BOLTZMAN'S cONSTANT and Thermal laws.

[notsam]

Homework Statement

A cylinder contains a mixture of helium and
argon gas in equilibrium at a temperature of
121 C.
Boltzmann’s constant is 1.38066 ×
10−23 J/K, and Avogadro’s number is 6.02 ×
1023 mol−1. What is the average kinetic energy of each
type of molecule?
Answer in units of J.

Homework Equations

The Attempt at a Solution

I think that the awnser is just simply taking the temperature and multiplying it my Boltzmann constant, but that seems to simple.

 

[cepheid]

The Attempt at a Solution

I think that the awnser is just simply taking the temperature and multiplying it my Boltzmann constant, but that seems to simple.

You're close -- the average energy per particle will be proportional to k_BT, but not exactly equal to it. I think that you're just missing an important concept. Here is that concept: in a system of particles, there are many degrees of freedom, meaning that there are many different modes that can contribute to the internal kinetic energy of the system. There is translational kinetic energy (i.e. energy of particles moving from one place to another). In the case of a monatomic gas, that's it. Since each particle in the gas consists of single atom, all the particles can do is move around. There are three translational degrees of freedom corresponding to the three independent directions through space in which particles can move.
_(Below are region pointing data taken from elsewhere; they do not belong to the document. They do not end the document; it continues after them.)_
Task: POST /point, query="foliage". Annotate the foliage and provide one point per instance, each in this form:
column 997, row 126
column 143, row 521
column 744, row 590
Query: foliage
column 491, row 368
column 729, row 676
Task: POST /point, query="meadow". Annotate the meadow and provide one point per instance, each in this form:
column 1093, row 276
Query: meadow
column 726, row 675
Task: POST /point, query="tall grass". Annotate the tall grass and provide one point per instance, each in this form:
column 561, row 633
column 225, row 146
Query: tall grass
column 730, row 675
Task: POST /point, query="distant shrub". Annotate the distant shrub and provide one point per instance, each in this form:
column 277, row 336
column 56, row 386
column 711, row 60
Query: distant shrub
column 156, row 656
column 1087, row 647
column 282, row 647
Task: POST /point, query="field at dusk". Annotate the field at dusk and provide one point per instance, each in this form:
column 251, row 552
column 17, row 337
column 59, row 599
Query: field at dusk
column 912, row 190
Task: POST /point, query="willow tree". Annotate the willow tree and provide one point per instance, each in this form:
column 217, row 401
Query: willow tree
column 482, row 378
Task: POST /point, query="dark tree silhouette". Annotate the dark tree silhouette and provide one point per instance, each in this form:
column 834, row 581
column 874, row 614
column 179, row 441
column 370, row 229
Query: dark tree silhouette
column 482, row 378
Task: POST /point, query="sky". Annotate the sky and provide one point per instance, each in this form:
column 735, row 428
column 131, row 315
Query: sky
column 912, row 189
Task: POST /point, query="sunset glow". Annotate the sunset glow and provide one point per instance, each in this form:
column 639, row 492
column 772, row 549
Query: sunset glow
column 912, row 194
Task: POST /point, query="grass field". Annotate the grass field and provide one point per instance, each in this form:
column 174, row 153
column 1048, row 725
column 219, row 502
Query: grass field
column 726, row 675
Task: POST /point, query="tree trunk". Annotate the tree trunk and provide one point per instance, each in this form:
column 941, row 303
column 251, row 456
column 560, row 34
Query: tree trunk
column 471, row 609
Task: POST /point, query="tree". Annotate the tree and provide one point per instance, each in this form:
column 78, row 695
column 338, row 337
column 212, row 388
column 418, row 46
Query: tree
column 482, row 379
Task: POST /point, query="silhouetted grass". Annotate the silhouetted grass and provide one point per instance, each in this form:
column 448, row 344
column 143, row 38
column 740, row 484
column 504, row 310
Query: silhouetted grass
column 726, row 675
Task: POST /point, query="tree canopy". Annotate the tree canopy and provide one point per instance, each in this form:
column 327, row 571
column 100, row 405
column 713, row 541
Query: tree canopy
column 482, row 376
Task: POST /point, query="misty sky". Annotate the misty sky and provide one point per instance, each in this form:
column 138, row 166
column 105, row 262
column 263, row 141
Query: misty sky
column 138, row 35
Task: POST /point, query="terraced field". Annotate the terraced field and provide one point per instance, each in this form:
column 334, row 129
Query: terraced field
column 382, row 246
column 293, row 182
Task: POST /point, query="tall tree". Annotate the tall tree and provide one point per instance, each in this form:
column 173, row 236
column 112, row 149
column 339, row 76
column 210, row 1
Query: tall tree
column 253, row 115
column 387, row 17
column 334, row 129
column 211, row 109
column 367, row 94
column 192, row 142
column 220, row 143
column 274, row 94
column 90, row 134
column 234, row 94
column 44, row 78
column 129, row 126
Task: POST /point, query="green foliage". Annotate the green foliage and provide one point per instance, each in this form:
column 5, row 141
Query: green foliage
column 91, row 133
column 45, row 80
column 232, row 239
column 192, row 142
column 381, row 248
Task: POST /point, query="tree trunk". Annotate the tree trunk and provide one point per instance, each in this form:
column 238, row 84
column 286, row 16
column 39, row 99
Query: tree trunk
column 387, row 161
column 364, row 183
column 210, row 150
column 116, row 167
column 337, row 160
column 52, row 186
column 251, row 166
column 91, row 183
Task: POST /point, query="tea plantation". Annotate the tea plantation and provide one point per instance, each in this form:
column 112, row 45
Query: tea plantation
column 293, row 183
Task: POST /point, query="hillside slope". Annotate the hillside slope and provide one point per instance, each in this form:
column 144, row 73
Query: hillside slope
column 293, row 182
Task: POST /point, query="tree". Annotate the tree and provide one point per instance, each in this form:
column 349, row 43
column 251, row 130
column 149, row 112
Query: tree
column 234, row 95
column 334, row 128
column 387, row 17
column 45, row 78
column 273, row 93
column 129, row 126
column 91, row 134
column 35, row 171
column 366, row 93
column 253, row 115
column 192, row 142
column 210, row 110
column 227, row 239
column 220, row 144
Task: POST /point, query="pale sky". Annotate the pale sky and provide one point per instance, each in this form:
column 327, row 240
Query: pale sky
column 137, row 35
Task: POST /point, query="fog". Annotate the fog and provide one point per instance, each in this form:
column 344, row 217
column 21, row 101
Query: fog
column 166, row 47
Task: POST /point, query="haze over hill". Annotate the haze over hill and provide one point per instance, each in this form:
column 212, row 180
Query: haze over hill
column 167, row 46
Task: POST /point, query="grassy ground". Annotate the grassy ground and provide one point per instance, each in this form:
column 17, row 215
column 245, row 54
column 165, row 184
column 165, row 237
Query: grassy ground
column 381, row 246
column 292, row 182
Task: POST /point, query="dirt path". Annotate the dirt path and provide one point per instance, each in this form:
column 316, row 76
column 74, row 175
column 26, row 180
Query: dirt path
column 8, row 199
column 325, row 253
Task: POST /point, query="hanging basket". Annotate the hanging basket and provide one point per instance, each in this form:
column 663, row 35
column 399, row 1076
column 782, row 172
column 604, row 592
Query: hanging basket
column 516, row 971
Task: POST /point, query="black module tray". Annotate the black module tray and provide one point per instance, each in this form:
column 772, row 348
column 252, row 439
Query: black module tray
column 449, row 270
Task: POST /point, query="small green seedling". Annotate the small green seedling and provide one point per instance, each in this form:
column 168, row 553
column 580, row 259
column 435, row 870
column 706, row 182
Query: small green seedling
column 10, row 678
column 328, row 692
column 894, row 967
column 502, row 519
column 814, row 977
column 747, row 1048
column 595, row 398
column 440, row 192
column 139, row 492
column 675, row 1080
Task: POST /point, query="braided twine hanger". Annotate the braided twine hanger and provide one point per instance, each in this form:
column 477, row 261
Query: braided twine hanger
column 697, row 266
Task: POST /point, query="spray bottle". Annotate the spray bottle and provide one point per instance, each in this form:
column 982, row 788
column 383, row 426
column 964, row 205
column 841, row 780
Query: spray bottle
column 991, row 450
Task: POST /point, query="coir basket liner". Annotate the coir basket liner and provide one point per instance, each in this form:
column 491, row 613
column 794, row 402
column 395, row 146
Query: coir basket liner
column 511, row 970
In the case of a gas in which each particle of the gas is a molecule consisting of more than one atom, those molecules can also vibrate and rotate. So, you have additional modes or degrees of freedom in which kinetic energy can be present (in this case kinetic energy due to vibrational and rotational motion). Now, the question is, on average, how is the total kinetic energy of the system split up amongst these various degrees of freedom? The answer is given by a theorem known as the Equipartition Theorem. If you read this small section from the Wikipedia article about it, it should give you all the information you need to answer your question.

http://en.wikipedia.org/wiki/Equipartition_theorem#Translational_energy_and_ideal_gases

As you probably already guessed just from the name of the theorem, it turns out that the total kinetic energy is split up (partitioned) equally amongst the degrees of freedom in the system.

EDIT: I know that helium exists as monatomic gas (each particle in the gas is a single helium atom). This is in constrast to other examples like hydrogren, which is a diatomic gas (each particle is a molecule consisting of two H atoms bonded together -- H₂). I believe that argon, being a noble gas just like helium, probably also exists in monatomic form. That makes this question particularly simple.